The chief bomb defuser is played by Jeremy Renner (whom I've never heard of before, but is one of the most talented actors I've ever seen -- and looks a little like he's Daniel Craig's less handsome cousin.) He is described approvingly by one officer as "hot shit" -- which he most certainly is. But he's also crazy. He takes insane risks to dismantle these bombs -- sometimes much more risk than he needs to.
When he's rifling through a car to try to find the trigger to five enormous bombs in the trunk, his sergeant, Anthony Mackie, radios to tell him that the area has been cleared from civilians and -- being that there's no broader danger -- they can leave the car to the military engineers.
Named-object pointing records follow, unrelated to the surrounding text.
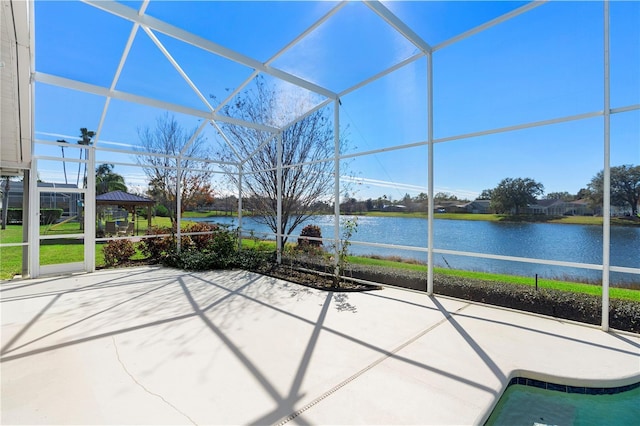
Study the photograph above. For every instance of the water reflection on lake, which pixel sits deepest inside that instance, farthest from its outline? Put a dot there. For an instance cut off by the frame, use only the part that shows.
(572, 243)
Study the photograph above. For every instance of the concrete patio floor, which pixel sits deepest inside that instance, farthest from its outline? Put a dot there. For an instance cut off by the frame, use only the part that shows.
(161, 346)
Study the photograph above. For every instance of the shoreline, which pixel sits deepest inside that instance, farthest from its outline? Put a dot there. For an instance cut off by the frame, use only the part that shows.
(484, 217)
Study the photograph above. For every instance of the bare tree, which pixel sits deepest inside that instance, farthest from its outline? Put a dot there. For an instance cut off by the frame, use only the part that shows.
(306, 156)
(170, 139)
(5, 201)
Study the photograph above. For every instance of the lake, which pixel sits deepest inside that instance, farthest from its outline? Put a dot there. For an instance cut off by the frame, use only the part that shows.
(572, 243)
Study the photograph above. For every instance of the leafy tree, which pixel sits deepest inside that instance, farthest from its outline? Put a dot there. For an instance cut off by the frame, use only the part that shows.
(445, 196)
(107, 180)
(170, 139)
(485, 194)
(583, 193)
(514, 195)
(625, 187)
(309, 140)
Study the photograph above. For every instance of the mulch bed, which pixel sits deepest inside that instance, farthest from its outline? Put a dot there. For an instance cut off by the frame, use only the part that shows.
(623, 314)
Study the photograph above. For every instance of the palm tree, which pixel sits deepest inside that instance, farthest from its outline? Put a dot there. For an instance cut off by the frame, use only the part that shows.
(107, 180)
(86, 136)
(64, 164)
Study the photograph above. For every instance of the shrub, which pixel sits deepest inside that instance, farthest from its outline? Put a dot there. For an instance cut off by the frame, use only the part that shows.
(200, 242)
(309, 231)
(161, 211)
(118, 251)
(14, 215)
(49, 216)
(158, 247)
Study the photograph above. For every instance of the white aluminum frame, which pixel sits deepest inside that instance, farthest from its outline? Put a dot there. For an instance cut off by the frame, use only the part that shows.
(210, 114)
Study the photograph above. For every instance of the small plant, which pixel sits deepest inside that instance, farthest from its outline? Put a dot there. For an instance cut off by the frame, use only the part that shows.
(117, 252)
(350, 227)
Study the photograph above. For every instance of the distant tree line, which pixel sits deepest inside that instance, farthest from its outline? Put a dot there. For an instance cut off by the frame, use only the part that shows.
(513, 195)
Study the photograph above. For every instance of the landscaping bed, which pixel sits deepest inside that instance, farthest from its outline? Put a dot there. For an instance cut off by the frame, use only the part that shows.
(623, 314)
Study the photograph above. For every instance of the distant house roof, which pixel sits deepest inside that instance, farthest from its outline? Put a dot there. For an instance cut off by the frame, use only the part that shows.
(122, 198)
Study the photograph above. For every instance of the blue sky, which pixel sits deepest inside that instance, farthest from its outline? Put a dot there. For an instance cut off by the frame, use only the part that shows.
(544, 64)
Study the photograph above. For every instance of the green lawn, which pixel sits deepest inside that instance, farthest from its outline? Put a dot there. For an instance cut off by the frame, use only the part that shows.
(64, 250)
(67, 250)
(616, 293)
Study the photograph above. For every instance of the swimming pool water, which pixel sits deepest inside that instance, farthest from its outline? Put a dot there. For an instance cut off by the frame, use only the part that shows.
(527, 405)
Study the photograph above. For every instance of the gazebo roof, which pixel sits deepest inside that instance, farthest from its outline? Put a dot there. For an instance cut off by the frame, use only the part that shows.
(122, 198)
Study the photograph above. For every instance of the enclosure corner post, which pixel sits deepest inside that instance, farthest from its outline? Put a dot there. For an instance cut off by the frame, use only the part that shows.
(336, 185)
(239, 206)
(279, 207)
(178, 202)
(430, 174)
(90, 214)
(606, 201)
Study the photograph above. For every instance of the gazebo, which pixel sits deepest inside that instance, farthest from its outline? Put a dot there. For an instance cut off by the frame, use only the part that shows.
(128, 201)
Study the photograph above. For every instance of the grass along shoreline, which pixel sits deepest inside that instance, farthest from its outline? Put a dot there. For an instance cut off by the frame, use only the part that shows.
(485, 217)
(11, 263)
(574, 287)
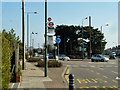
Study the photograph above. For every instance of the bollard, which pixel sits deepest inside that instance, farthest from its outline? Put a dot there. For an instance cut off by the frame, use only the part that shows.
(71, 82)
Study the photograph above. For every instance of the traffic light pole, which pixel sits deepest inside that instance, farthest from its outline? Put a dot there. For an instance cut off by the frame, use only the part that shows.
(46, 62)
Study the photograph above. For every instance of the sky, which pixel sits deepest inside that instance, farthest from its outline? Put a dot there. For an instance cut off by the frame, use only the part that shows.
(68, 13)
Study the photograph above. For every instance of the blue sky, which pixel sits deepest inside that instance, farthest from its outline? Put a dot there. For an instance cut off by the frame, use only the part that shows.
(68, 13)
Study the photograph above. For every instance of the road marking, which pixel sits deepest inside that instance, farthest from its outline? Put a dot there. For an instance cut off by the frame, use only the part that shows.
(97, 73)
(117, 78)
(94, 80)
(114, 81)
(101, 68)
(104, 87)
(96, 87)
(81, 88)
(105, 76)
(67, 76)
(112, 87)
(92, 66)
(115, 86)
(79, 81)
(91, 70)
(115, 72)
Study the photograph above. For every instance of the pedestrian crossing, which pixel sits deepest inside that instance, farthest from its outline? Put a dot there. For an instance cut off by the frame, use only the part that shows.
(92, 80)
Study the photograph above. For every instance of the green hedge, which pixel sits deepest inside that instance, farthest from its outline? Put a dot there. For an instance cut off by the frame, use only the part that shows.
(6, 63)
(50, 64)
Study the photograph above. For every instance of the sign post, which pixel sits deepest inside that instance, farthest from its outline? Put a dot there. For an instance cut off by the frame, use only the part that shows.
(58, 40)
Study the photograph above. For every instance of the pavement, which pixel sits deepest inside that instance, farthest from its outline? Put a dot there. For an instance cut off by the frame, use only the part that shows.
(33, 77)
(93, 75)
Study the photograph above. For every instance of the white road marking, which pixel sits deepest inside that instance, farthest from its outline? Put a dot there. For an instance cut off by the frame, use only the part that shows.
(115, 72)
(92, 66)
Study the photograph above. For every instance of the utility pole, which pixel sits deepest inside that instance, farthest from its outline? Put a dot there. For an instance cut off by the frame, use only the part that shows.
(90, 35)
(27, 35)
(46, 62)
(23, 31)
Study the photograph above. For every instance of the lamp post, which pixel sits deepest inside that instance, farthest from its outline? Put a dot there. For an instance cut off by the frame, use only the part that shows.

Renner ignores him, and continues trying to find the trigger.
Mackie keeps calling him and calling him until Renner rips off his headphones and gets back to his work.
He needs to dismantle bombs, like Paul Cezanne needs to paint.
This is one of the major themes of the movie -- it's about the beauty of war. How these guys get addicted to it.
But it's also an amazing portrait of how isolated Americans are in that country (or, how isolated they were before the surge, in any event). These guys (there are no women in the movie) head to the trouble spots and are constantly trying to evade death. They don't say much about the grander mission in Iraq -- and they don't care.
On the streets they encounter Iraqis of various degrees of friendliness. (Some are very unfriendly.) But the Iraqis are mostly a bafflement. Another potential source of death. And the bombs that the Iraqis leave for these soldiers are devilish in their violence -- you can fully understand why these soldiers want nothing to do with their potential killers.
The Americans are suspicious of any Iraqi they see -- but how could they not be? Any Iraqi could have a remote detonator that they're waiting to set off at the right time to do the maximum amount of damage. You'd have to be a fool not to be suspicious. Politeness and kindness by the soldiers is usually not reciprocated.
The Hurt Locker is not a perfect movie. There is a subplot in which Renner goes hunting for the killers of an Iraqi child that was pretty mawkish and unnecessary. And I thought the second half went on a bit longer than it needed to. But, overall, it is far and away the single best movie made about Iraq.
But I'd rather not put it that way. How about this: Kathryn Bigelow has simply made a great movie.